Wiesbaden - Deutschland hat im ersten Halbjahr 2011 mehr Strom exportiert als aus dem Ausland eingeführt - trotz des Atom-Moratoriums und insgesamt acht abgeschalteter Atommeiler.

Nach Angaben des Statistischen Bundesamtes vom Dienstag wurden in den ersten sechs Monaten des Jahres 23,9 Terawatt-Stunden (TWh) über die europäischen Stromnetze in die Bundesrepublik eingeführt. Im gleichen Zeitraum wurden 27,9 TWh ausgeführt. Damit bleibt Deutschland Netto-Exporteur.

Der Export-Überschuss allerdings sank: Während die Einfuhrmenge von Januar bis Juni im Vergleich zum Vorjahr stieg, wurde weniger Strom ausgeführt. Der Überschuss in der Handelsbilanz verkleinerte sich von 10,9 TWh im ersten Halbjahr 2010 auf 4,1 TWh im ersten Halbjahr 2011. Eine Terawatt-Stunde entspricht einer Milliarde Kilowattstunden (KWh).

Die Atomkraftwerke in Deutschland und Europa

Die Atomkraftwerke in Deutschland und Europa

Die Entwicklung dürfte stark mit dem Atom-Moratorium zusammenhängen: Nach der Reaktorkatastrophe in Fukushima im März unterzog die Bundesregierung den gesamten deutschen Atomkraftpark einer Sicherheitsüberprüfung. Acht Atommeiler wurden vorübergehend stillgelegt, mit der Entscheidung des Bundestages vom 30. Juni wurde ihr dauerhaftes Aus beschlossen.

Nach früheren Angaben des Statistikamtes hatte sich der Atomausstieg unmittelbar bremsend auf das deutsche Wirtschaftswachstum im zweiten Quartal ausgewirkt: Strom wurde kaum noch exportiert, sondern musste verstärkt importiert werden - dadurch sank der Außenbeitrag zum BIP.

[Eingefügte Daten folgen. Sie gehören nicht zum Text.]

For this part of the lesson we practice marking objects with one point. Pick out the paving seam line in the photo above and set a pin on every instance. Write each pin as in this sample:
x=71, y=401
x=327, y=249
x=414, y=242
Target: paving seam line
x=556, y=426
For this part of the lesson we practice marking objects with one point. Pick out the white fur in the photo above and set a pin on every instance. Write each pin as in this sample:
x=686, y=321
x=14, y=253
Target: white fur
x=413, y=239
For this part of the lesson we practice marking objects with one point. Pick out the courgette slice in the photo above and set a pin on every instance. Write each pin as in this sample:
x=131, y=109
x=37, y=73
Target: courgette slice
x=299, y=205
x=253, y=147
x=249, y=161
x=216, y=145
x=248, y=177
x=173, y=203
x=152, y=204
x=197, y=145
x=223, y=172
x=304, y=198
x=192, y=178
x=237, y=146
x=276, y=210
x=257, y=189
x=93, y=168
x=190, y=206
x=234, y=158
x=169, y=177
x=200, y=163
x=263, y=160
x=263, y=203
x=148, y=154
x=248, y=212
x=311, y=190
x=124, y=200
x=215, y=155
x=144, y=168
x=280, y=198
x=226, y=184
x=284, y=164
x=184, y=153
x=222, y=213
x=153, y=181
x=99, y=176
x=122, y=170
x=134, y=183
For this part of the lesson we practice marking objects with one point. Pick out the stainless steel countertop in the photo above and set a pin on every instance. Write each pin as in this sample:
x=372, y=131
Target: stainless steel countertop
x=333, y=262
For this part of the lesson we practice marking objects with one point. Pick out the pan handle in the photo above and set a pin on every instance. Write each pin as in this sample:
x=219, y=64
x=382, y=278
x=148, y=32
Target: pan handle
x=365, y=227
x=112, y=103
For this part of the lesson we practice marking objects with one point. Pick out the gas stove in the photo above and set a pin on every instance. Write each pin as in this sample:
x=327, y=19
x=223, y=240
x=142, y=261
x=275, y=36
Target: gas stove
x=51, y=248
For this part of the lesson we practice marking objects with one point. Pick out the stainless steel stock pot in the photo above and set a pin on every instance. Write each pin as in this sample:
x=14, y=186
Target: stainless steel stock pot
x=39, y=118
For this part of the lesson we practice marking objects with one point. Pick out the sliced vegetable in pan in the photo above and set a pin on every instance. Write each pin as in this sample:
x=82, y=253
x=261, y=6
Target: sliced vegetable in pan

Die größten Strommengen wurden im ersten Halbjahr aus den beiden Nachbarländern Frankreich (10,4 TWh) und der Tschechischen Republik (5,6 TWh) eingespeist. Die beiden wichtigsten Abnehmer für Strom aus Deutschland waren die Alpennachbarn Österreich (7,8 TWh) und Schweiz (7,6 TWh).